3. Ben Bishop from Tampa Bay to Los Angeles
A swap of goaltenders, Ben Bishop for Peter Budaj. I rate this as a clear win for Tampa Bay and secondarily for Budaj. Tampa Bay has Andrei Vasilevskiy whom the Lightning believes will be their goaltender of the future and now Budaj who had done an admirable job filling in for Jonathan Quick. Bishop was a number one goaltender but had an unfortunate knack of getting injured at key moments when Tampa Bay needed him most. And when Steve Stamkos got injured earlier this year, the team failed to rally and Bishop’s goaltending has proved to be insufficient to keep Tampa Bay in a playoff spot. Now they have got rid of his large salary and are giving Budaj a chance to battle Vasilevkiy to become Tampa Bay’s number one goaltender.
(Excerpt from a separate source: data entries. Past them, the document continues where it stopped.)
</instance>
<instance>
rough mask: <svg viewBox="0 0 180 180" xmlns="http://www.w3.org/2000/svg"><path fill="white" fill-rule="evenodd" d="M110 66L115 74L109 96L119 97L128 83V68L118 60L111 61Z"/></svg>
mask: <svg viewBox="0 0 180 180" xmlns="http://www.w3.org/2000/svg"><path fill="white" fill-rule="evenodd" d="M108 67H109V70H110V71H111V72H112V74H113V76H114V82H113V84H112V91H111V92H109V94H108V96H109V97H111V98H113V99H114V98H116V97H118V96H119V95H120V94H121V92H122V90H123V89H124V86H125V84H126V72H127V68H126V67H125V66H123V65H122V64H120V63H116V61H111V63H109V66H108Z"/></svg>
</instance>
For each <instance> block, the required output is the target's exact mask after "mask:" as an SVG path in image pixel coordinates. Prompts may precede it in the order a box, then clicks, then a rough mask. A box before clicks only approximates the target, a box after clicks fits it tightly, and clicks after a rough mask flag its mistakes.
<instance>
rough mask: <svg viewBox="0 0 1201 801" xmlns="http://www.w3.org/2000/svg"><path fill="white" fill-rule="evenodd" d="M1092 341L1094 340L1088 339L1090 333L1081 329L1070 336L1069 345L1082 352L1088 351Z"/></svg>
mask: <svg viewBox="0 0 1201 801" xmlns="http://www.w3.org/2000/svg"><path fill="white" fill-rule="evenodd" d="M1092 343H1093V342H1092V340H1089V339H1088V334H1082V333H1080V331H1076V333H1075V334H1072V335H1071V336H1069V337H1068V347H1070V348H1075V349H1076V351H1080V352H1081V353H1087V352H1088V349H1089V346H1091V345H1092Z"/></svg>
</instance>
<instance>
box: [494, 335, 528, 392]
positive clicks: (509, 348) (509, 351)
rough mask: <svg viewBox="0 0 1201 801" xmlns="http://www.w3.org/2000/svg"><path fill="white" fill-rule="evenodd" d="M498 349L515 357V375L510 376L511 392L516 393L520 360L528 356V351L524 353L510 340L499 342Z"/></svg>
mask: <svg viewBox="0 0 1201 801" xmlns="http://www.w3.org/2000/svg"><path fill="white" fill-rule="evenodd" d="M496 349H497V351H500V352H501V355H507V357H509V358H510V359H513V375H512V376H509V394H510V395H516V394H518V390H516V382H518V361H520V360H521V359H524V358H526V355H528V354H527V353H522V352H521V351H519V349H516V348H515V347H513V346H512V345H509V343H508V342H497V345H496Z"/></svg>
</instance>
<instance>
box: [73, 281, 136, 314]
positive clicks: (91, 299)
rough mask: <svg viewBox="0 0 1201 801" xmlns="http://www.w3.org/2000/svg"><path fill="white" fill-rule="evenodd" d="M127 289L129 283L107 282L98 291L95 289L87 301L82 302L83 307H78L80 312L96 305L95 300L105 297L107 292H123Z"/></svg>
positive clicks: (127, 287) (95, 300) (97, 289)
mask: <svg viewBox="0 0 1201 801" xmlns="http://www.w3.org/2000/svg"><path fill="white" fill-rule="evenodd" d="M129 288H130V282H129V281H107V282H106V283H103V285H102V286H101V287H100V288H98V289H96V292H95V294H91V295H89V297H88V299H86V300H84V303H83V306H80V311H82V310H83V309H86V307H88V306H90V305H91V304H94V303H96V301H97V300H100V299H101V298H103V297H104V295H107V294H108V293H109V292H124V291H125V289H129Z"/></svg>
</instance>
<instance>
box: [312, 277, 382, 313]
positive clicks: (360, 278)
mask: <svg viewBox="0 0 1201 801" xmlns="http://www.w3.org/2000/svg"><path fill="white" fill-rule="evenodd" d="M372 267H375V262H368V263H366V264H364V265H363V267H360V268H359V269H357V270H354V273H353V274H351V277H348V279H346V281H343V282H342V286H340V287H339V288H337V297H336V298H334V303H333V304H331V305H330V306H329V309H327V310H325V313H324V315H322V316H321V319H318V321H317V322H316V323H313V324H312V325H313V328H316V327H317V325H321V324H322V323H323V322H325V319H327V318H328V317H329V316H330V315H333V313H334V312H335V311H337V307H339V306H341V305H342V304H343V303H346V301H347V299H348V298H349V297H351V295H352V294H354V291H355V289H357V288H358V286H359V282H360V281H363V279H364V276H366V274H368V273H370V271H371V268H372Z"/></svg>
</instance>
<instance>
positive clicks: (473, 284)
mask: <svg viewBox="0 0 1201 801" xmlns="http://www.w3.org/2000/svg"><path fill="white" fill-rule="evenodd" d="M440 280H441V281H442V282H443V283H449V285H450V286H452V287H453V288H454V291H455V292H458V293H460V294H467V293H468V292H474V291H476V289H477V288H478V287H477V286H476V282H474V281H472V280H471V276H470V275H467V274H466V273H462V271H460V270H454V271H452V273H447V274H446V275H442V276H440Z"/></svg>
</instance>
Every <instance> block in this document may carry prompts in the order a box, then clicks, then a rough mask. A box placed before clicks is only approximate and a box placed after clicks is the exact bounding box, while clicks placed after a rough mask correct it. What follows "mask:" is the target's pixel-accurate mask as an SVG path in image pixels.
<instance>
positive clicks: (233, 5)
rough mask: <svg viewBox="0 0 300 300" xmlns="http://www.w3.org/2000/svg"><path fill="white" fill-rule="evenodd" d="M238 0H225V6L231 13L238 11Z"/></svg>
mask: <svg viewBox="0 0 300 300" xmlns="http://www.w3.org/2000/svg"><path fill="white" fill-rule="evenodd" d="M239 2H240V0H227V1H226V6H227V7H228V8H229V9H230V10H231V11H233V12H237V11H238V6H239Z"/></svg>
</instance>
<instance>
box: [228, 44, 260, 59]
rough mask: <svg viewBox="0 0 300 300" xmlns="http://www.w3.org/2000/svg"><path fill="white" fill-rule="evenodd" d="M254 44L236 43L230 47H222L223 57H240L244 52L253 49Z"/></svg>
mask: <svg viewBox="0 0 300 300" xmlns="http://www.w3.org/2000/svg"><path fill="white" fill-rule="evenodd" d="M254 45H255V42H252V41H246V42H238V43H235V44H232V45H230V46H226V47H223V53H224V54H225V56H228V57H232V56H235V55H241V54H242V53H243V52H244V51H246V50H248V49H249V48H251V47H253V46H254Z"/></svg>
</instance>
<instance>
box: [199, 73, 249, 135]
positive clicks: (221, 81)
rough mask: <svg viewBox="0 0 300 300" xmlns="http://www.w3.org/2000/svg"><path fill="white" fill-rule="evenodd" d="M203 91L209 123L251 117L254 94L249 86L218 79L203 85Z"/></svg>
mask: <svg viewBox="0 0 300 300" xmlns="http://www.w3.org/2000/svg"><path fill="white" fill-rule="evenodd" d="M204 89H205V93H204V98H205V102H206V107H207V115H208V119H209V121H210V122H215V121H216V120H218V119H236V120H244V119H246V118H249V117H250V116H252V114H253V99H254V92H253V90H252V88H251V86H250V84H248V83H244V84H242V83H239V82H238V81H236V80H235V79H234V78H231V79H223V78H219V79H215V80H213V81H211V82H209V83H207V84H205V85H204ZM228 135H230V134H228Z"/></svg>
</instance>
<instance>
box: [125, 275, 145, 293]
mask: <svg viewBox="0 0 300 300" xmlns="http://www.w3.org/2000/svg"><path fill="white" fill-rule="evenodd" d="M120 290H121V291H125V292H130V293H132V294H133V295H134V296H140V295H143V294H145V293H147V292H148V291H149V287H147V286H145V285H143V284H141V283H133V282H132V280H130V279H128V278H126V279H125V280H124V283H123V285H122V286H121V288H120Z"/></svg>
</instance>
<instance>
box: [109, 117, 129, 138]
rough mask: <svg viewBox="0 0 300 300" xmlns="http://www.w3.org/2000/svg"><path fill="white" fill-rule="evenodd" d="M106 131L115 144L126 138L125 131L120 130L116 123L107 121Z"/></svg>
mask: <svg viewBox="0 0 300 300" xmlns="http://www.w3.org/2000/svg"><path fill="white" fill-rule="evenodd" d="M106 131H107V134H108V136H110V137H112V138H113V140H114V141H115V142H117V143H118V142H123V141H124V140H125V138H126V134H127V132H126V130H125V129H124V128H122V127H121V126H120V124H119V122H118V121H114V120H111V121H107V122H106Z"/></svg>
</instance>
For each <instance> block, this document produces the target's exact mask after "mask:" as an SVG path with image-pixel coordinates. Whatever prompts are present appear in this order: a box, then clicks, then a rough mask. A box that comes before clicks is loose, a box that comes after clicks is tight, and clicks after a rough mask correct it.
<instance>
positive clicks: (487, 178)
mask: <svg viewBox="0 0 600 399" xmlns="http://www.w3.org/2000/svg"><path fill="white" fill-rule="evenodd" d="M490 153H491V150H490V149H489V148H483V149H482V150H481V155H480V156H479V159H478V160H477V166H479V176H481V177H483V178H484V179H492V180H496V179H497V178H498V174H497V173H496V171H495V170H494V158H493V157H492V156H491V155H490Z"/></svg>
It is hard to see what Los Angeles gains by this trade. They have got Jonathan Quick back and will undoubtably use him for most of the games during the rest of the season and probably all the playoff games if they make it. Why do you want to pay a large salary to a number one goaltender like Bishop to sit on the bench? The Kings must think that Quick is brittle and will get injured again so they needed some insurance. Right now they are battling the St. Louis Blues for the last playoff spot. But the Blues did Los Angeles far more of a favor by trading Kevin Shattenkirk and admitting they were in rebuilding mode than Los Angeles did by getting Bishop. All this to get the last playoff position in the Western Conference. If teams have money to throw around, Los Angeles is doing it.
4. Jerome Iginla from Colorado to Los Angeles
Again I have to give Colorado the edge over Los Angeles. Iginla is a great player but he is 39 and well past his prime. In the long term Colorado is happy to be rid of his large salary. This is merely a short term deal for Los Angeles to get that last playoff position based on the logic that Iginla played so well for coach Darryl Sutter when they were together in Calgary. He can probably help Los Angeles make the playoffs but again it comes across like a deal made by a franchise with money to burn. For both the Bishop and Iginla deals, Los Angeles had better make the playoffs and get its money back in playoff revenue or else they have wasted a lot of money for nothing.
In other trades:
Detroit after being successful for so long began dumping salaries to clear the way to build a new successful era. So did Dallas and New Jersey. Toronto and Columbus added some experienced players to help them either make a playoff run or cope with the pressures of the playoffs. Florida still believes they can make the playoffs by acquiring Thomas Vanek. So does Boston which got Drew Stafford from Winnipeg. The Flyers got Valtteri Filppula from Tampa Bay. Something has to give between Toronto, Florida, Philadelphia, and Boston. Add in Ottawa, New York Islanders and Tampa Bay who are all battling for the last three playoff spots and some of these teams are going to be disappointed with the trades they made. But now these are the final rosters that are going to be competing for the playoffs. The outcome and the verdict begins this evening.